Garrett argues that these various patriarchal materials were reduced to writing and eventually handed down to Moses. Moses edited them and composed Genesis 1:1–2:3 as an introduction to the whole. The result was ‘Urgenesis’, essentially the same as our Genesis save for some minor editorial alterations (e.g. subseqent revisions of vocabulary, especially place names). Garrett makes two startling conclusions at this point, which ought to fuel some future discussion. The first is that Moses received Genesis 1:1–2:3 from God as revelation: it is ‘visionary and revelatory and … Moses, the premier prophet of the Old Testament, is the direct author of this material’ (p. 193). The second is that the Levites were already established as a class of scribes and teachers among the Israelites in Egypt before the exodus, and that they were the tradents of the various materials which Moses combined into Urgenesis: ‘Urgenesis is therefore the Mosaic redaction of the Levitical records of the history of the patriarchs’ (p. 232).

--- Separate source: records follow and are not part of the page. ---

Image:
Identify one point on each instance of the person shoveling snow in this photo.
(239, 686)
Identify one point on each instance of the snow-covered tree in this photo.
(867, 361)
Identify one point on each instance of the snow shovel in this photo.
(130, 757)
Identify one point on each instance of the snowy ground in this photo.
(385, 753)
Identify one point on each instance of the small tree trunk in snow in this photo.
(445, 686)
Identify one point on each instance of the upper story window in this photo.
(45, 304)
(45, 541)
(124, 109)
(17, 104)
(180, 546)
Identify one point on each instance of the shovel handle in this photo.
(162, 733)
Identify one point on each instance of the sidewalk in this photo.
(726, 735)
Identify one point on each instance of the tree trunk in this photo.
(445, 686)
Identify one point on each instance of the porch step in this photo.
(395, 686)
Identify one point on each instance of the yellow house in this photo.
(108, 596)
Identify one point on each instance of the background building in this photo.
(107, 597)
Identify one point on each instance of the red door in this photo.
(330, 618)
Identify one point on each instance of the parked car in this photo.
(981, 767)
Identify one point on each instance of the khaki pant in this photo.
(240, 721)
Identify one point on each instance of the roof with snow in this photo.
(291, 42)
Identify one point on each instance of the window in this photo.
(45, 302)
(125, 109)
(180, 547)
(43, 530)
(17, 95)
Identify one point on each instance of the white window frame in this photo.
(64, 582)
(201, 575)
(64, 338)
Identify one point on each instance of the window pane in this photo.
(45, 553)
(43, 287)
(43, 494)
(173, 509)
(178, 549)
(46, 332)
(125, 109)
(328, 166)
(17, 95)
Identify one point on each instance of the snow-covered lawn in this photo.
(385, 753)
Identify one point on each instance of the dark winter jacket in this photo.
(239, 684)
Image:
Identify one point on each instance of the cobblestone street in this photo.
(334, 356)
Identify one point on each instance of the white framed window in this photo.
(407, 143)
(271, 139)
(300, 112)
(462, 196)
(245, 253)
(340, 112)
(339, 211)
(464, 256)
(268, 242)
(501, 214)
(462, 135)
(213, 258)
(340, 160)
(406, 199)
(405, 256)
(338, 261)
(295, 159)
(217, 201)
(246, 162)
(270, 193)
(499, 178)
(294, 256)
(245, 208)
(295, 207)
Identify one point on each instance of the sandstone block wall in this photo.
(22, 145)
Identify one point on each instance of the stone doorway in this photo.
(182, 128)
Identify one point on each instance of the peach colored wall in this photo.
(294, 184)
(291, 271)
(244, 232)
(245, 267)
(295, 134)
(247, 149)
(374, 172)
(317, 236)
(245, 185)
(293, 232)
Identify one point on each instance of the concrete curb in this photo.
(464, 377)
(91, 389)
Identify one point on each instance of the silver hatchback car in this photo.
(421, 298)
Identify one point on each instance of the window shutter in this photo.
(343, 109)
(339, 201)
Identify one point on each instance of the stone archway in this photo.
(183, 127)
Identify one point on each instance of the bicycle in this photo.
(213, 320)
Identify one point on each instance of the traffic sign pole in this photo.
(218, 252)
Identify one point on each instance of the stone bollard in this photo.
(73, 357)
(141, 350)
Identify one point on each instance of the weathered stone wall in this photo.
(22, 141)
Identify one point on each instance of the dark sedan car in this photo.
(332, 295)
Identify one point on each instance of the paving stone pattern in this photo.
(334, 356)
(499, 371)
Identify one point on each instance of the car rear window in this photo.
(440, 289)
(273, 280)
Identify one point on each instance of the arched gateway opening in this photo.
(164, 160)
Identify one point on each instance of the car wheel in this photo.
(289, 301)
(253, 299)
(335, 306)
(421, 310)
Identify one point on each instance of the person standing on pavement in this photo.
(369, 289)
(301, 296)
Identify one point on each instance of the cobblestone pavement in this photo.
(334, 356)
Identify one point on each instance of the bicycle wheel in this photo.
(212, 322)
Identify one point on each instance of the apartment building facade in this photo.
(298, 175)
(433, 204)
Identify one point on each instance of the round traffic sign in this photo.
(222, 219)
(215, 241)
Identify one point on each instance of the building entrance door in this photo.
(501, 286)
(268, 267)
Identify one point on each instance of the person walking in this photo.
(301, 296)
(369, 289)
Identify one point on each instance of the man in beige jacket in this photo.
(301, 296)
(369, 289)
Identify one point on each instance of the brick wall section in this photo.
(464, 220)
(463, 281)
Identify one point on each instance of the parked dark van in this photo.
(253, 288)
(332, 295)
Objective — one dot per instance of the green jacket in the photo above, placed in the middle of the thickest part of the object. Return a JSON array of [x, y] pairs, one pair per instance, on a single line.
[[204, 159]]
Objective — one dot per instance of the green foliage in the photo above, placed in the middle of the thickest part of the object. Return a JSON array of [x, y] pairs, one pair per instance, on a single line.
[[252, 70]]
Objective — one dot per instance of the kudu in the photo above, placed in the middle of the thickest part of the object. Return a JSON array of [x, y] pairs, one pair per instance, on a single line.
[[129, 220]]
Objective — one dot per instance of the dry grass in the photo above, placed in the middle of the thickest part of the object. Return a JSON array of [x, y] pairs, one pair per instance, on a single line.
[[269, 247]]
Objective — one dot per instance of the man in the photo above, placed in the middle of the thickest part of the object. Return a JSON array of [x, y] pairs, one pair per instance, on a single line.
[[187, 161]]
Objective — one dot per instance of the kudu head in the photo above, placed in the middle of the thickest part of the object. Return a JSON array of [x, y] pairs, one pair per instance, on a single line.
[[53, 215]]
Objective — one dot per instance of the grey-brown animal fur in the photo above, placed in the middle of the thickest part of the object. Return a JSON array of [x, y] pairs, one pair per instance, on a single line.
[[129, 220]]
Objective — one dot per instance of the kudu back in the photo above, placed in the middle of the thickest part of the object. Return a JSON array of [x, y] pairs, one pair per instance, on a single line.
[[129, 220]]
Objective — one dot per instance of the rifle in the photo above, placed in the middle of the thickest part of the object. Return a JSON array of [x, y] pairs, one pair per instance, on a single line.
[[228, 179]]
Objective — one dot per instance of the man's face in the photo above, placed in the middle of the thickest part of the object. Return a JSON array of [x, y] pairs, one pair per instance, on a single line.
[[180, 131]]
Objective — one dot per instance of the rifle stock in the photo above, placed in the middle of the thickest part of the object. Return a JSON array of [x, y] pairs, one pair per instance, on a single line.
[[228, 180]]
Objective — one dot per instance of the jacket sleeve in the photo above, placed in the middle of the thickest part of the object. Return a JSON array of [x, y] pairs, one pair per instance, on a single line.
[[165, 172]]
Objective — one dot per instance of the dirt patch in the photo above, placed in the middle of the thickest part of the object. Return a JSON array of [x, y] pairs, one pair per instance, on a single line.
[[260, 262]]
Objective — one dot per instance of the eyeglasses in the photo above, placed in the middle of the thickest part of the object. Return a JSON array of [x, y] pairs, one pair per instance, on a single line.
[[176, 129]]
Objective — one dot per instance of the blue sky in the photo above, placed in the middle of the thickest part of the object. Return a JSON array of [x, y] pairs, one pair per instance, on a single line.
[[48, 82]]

Whatever one may think of these last two points (and Garrett’s arguments for both are intelligent and compelling), Duane Garrett has given us a book which does what has long been needed. Not only does it draw on ancient Near Eastern evidence to show the inadequacy of some prevalent assumptions of OT scholarship, it also proposes a thorough, well-reasoned alternative account of the origins of Genesis—an account which uses data from the ancient Near East in a careful, well-controlled and intelligent manner.